Sejarah Kawasaki KLX 150 dan D-Tracker 150 di Indonesia, Pelopor Motor Trail dan Supermoto dari 'Geng Ijo'

Muhammad Rizqi Pradana - Sabtu, 31 Juli 2021 | 18:20 WIB

Mengulik sejarah Kawasaki KLX 150 dan D-Tracker 150 di Indonesia, pelopor motor trail dan supermoto dari 'geng ijo.' (Muhammad Rizqi Pradana - )

GridOto.com - Tidak terasa, motor trail dan supermoto dari PT Kawasaki Motor Indonesia (KMI) yaitu KLX 150 dan D-Tracker 150 kini sudah berumur lebih dari satu dekade.

Pertama kali diluncurkan masing-masing pada 2009 dan 2010, kedua motor tersebut terutama seri KLX kini menjadi salah satu volume maker untuk KMI.

“KLX itu dulu diluncurkan karena kami lihat segmen pasar itu (off-road 150 cc) masih kosong,” buka Sucipto Wijono, Line Head Sales Promotion KMI kepada GridOto.com, Kamis (29/7/2021).

Sekarang seri KLX jadi salah satu volume maker kami, seri Ninja masih jadi yang pertama, di belakangnya ada KLX, baru seri retro (seri W175),” imbuh pria yang akrab disapa Cipto itu.
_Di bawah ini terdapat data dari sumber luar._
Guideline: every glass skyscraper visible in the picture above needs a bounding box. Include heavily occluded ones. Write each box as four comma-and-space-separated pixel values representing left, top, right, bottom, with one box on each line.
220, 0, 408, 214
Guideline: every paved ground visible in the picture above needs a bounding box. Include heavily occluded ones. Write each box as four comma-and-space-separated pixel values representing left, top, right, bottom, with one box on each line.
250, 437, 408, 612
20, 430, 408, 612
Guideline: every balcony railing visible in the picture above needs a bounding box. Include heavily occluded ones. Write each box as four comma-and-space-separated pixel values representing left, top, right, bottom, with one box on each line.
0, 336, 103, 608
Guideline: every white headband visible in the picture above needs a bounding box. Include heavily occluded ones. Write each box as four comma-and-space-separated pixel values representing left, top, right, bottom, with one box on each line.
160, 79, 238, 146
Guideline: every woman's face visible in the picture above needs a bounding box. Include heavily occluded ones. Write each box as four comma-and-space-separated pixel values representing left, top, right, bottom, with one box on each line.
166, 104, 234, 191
Sepanjang sejarahnya, tercatat KMI sudah meluncurkan delapan model KLX 150 dan D-Tracker 150 hingga 2021 ini. Simak lengkapnya berikut ini.

KLX 150S (2009-2015)

Kawasaki
Kawasaki KLX 150S

Pada Mei 2009, Kawasaki KLX 150S resmi diperkenalkan oleh KMI setelah melihat kekosongan segmen motor off-road 150 cc di pasar Indonesia.
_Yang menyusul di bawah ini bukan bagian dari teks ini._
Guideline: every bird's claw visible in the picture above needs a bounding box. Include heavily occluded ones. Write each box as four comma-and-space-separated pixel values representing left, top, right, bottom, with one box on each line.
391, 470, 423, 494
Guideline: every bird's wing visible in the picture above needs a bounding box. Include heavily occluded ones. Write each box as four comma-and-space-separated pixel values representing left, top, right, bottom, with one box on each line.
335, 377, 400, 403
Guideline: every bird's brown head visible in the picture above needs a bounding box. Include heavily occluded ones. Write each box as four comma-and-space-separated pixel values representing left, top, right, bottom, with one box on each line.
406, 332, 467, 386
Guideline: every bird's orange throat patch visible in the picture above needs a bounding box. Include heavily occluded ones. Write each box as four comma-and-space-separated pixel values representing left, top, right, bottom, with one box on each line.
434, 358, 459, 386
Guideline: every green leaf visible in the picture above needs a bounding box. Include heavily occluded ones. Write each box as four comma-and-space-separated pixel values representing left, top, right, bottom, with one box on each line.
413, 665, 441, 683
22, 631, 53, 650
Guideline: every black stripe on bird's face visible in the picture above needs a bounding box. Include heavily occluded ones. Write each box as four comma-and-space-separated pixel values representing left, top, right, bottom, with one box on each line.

Memakai basis KLX 140, KMI mempersenjatai motor trail baru mereka dengan mesin 144 cc berpendingin udara, tenaga maksimumnya 11,5 dk pada 8.000 rpm dan torsi maksimum 12 Nm pada 6.500 rpm.
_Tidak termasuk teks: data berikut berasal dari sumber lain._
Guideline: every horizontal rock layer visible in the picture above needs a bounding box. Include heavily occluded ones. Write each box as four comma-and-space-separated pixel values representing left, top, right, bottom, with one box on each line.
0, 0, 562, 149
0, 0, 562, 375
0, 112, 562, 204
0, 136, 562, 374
KLX 150S memiliki ban yang lebih kecil untuk kategori motor trail, yaitu 19 inci di depan dan 16 inci di belakang dibandingkan biasanya yaitu 21 inci di depan dan 18 inci.

Masing-masing terpasang di suspensi teleskopik di depan dan monoshock dengan sistem unitrack di belakang

KLX 150S bisa dibilang cukup sederhana, mengingat sistem pemasok bahan bakarnya masih menggunakan karburator serta panel instrumen yang tidak memiliki tachometer maupun indikator bensin.